In the case of most poor folks other than servants, what to do about it has lately been pretty distinctly settled: the religion of pauperization is pretty generally set aside: almsgiving, the authorities on ethics now generally hold, should be restricted to deserving cases—to people incapacitated by constitution or circumstance from taking proper care of themselves.
Now is tipping almsgiving, and are servants among the deserving classes?
How many people have asked themselves these simple questions, and how many who are educated up to habitually refusing alms unless the last of the questions is affirmatively answered, just as habitually tip servants?
Is tipping almsgiving? Not in the same sense that alms are given without any show of anything in return: the [pg 24]servant does something for the tipper. Yes, but he is paid for it by his employer. True, but only sometimes: at other times he is only partly paid, depending for the rest on tips; and sometimes the tips are so valuable that the servant pays his alleged employer for the opportunity to get them. Yet I know one hotel in Germany, and probably there are others, there and elsewhere, where the menus and other stationery bear requests against tipping. But in that one hotel I know tipping to be as rife as in hotels generally: the customers are not educated up to the landlord’s standard. And here we come to the fundamental remedy for all questionable practices—the education of the people beyond them. But this is simply the ideal condition in which ideal ethics could prevail. Meanwhile we must determine the practical ethics of the actual world.

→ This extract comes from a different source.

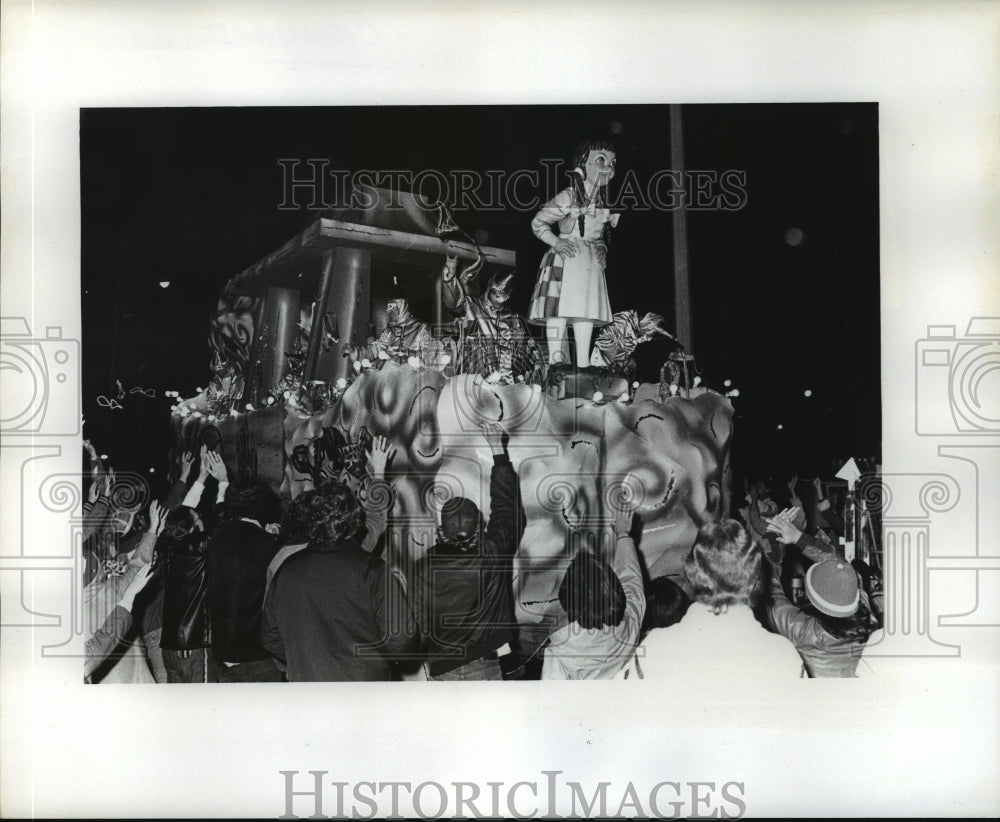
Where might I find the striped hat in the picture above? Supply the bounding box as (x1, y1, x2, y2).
(805, 557, 860, 617)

The servant’s position is different from that of most other wage-earners, in that he is in direct contact with the person who is to benefit from his work. The man who butchers your meat or grinds your flour, you probably never see; but the man who brushes your clothes or waits on your table, holds to you a personal relation, and he can do his work so as merely to meet a necessity, or so as to rise beyond mere necessity into comfort or luxury. Outside of home servants, the necessity is all that, in the present state of human nature, his regular stipend is apt to provide; the comfort or the luxury, the feeling of personal interest, the atmosphere of promptness and cheerfulness and ease, is apt to respond only to the tip. Only in the ideal world will it be spontaneous. In the real world it must be paid for.
And why should it not be—why is it not as legitimate to pay for having your wine well cooled or carefully tempered and decanted, as to pay for the wine itself? The objection apt to be first urged is that it degrades the servant. But does it? He is not an ideal man in an ideal world, already doing his best or paid to do his best. You are not degrading him from any such standard as that, [pg 25]into the lower one of requiring tips: you are simply taking him as he is. True, if he got no tips, he would not depend upon them; but without them he would not do all you want him to; before he will do that, he must be developed into a different man—he must become a creature of an ideal world. You may in the course of ages develop him into that, and as you do, he will work better and better, and tips may grow smaller and smaller, until he does his best spontaneously, and tips have dwindled to nothing. But to withdraw them now would simply make him sulky, and lead to his doing worse than now.